Javier’s adventure is a three-thousand-mile journey from his small town in El Salvador, through Guatemala and Mexico, and across the U.S. border. He will leave behind his beloved aunt and grandparents to reunite with a mother who left four years ago and a father he barely remembers. Traveling alone except for a group of strangers and a “coyote” hired to lead them to safety, Javier’s trip is supposed to last two short weeks.
At nine years old, all Javier can imagine is rushing into his parents’ arms, snuggling in bed between them, living under the same roof again. He does not see the perilous boat trips, relentless desert treks, pointed guns, arrests and deceptions that await him; nor can he know that those two weeks will expand into two life-altering months alongside a group of strangers who will come to encircle him like an unexpected family.

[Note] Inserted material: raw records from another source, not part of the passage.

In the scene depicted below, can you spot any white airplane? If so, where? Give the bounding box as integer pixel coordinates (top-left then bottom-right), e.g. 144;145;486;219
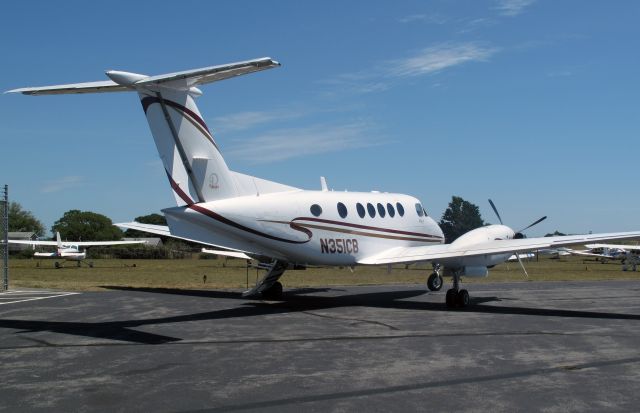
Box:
570;243;640;262
9;57;640;307
8;232;146;268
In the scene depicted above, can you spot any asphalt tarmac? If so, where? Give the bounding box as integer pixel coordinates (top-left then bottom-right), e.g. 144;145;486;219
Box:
0;276;640;412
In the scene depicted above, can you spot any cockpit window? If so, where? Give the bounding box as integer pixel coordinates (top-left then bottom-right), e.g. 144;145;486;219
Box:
367;203;376;218
309;204;322;217
387;204;396;218
338;202;347;218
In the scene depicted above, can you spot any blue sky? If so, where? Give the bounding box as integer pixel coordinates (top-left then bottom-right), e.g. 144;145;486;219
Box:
0;0;640;235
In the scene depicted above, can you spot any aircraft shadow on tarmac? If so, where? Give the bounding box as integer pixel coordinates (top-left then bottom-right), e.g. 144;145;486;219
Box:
0;287;640;346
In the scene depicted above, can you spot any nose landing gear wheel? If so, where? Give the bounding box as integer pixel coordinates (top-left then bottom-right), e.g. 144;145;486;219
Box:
427;272;443;291
456;290;469;307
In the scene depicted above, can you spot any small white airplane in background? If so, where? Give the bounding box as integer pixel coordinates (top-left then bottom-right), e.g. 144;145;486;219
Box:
9;57;640;307
570;244;640;262
8;232;147;268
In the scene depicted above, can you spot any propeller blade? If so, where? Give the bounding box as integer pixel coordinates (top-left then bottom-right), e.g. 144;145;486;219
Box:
489;200;502;224
516;216;547;233
516;252;529;278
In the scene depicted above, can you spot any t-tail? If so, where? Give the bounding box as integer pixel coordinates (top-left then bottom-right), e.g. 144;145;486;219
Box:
8;57;280;205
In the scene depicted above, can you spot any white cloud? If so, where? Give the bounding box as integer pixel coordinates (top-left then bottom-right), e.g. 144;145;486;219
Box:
387;43;498;77
496;0;536;17
212;109;304;131
323;42;499;94
226;122;382;163
41;176;84;194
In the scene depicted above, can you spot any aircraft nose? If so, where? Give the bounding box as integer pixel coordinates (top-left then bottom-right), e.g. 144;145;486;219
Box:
429;217;445;244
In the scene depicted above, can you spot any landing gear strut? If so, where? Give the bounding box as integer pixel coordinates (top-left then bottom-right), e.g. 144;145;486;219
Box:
427;264;444;291
445;270;469;308
242;260;287;300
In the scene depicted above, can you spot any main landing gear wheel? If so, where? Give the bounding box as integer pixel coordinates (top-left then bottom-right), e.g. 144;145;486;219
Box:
262;281;282;300
457;290;469;307
427;272;444;291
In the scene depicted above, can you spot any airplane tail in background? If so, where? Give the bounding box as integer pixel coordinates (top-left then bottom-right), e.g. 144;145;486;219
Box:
9;58;280;205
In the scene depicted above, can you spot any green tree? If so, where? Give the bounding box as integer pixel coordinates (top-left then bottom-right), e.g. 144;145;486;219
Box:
440;195;485;243
9;202;44;236
124;214;167;238
51;209;123;241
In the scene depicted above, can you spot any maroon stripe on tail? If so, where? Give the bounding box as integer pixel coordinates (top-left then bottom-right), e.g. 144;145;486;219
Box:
165;169;313;244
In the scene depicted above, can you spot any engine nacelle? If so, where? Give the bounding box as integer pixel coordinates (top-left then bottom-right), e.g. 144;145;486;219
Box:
444;266;489;277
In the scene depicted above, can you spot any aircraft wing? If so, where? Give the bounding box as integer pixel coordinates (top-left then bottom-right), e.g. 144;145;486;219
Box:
569;250;614;259
585;244;640;251
202;248;251;260
8;239;147;247
358;231;640;265
7;239;58;245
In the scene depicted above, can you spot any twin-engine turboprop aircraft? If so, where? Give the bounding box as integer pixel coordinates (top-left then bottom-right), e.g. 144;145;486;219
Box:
8;232;147;268
10;58;640;307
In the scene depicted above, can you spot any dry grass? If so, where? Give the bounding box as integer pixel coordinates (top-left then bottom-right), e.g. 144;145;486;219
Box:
10;253;640;291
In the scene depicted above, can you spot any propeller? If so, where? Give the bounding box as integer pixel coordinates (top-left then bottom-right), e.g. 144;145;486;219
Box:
489;199;547;278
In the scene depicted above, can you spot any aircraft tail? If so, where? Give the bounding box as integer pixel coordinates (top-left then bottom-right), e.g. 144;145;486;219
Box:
9;58;280;205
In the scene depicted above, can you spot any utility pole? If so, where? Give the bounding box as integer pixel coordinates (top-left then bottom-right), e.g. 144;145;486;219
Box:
0;185;9;291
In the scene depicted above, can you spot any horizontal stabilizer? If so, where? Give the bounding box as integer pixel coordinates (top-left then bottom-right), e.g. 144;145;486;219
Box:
5;57;280;95
113;221;251;259
135;57;280;87
4;80;129;95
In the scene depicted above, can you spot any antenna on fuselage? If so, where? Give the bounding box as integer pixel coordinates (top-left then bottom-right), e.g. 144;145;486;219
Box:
320;176;329;192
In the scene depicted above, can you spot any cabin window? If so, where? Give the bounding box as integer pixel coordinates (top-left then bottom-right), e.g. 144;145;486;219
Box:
309;204;322;217
387;204;396;218
338;202;347;218
367;203;376;218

A memoir by an acclaimed poet that reads like a novel, Solito not only provides an immediate and intimate account of a treacherous and near-impossible journey, but also the miraculous kindness and love delivered at the most unexpected moments. Solito is Javier’s story, but it’s also the story of millions of others who had no choice but to leave home.
Selected Praise
“I have waited for a memoir like Solito for decades.”
—Sandra Cisneros, author of The House on Mango Street
“This is a magnificent book. Clearly written by a poet, it puts the reader viscerally through every moment of Javier Zamora’s epic journey. Every character is rendered with boundless care and love, and the result is not a book you should feel required to read but should rush to for a gorgeous, riveting tale of perseverance and the lengths humans will go to help one another in times of struggle. With this book, Zamora arrives at the forefront of essential American voices.”
—Dave Eggers, author of The Circle and A Heartbreaking Work of Staggering Genius
“If there’s any justice, Solito will someday be considered a classic.”
—Rumaan Alam, author of Leave the World Behind
“Javier Zamora ventures through the fog of memory to reconstruct coastlines and jungles, deserts and drop houses, vividly conjuring the humanity and resilience that marked his childhood migration. As he journeys along the fraught desire lines that crisscross our continent, traversing borders that grow into evermore violent monsters, his story becomes that of a modern-day Odysseus in child form. Solito is at once blistering and tender, devastating and affirming—it is, quite simply, a revelation, a new landmark in the literature of migration, and in nonfiction writ large.”
—Francisco Cantú, New York Times bestselling author of The Line Becomes a River
“What Javier Zamora has accomplished in Solito feels miraculous. This is a pitch-perfect recapturing of the voice, consciousness, and emotions of his nine-year-old self sent on what at times feels like a child hero’s fantastic adventure into the brutal adult world of ‘deportados,’ detention cages, and the loneliness of the criminalized migrantes’ journey. Through his innocent eyes it’s as if we discover human and institutional ugliness for the first time, but also kindness, perseverance, and love. What an observant, tender sense of character this little boy narrator possesses, and what a magical eye! This book fills me with wonder and awe!”
—Francisco Goldman, New York Times bestselling author of Monkey Boy
“In Solito: A Memoir, Javier Zamora uncannily and brilliantly replicates his journey as a child traveling alone from El Salvador to his parents in the United States. In luminous prose, in harrowing and fierce detail, with tenderness and searing honesty he writes, for the first time, a Salvadoran account what it takes to reach the border, cross it on foot, and survive. I cannot recommend this book enough, nor overstate its accomplishment.”
—Carolyn Forche, author of What You Have Heard is True, finalist for the National Book Award
“By chronicling the journey of his nine-year-old self in beautiful, painstaking verisimilitude, Javier Zamora has elevated the ‘child migrant story’ to new literary heights.”
—Jose Antonio Vargas, winner of the Pulitzer Prize, founder of Define American, and bestselling author of Dear America: Notes of an Undocumented Citizen
About the Author
Javier Zamora was born in El Salvador in 1990. His father fled the country when he was one, and his mother when he was about to turn five. Both parents’ migrations were caused by the U.S.-funded Salvadoran Civil War. When he was nine Javier migrated through Guatemala, Mexico, and the Sonoran Desert. His debut poetry collection, Unaccompanied, explores the impact of the war and immigration on his family. Zamora has been a Stegner Fellow at Stanford and a Radcliffe Fellow at Harvard and holds fellowships from the National Endowment for the Arts and the Poetry Foundation.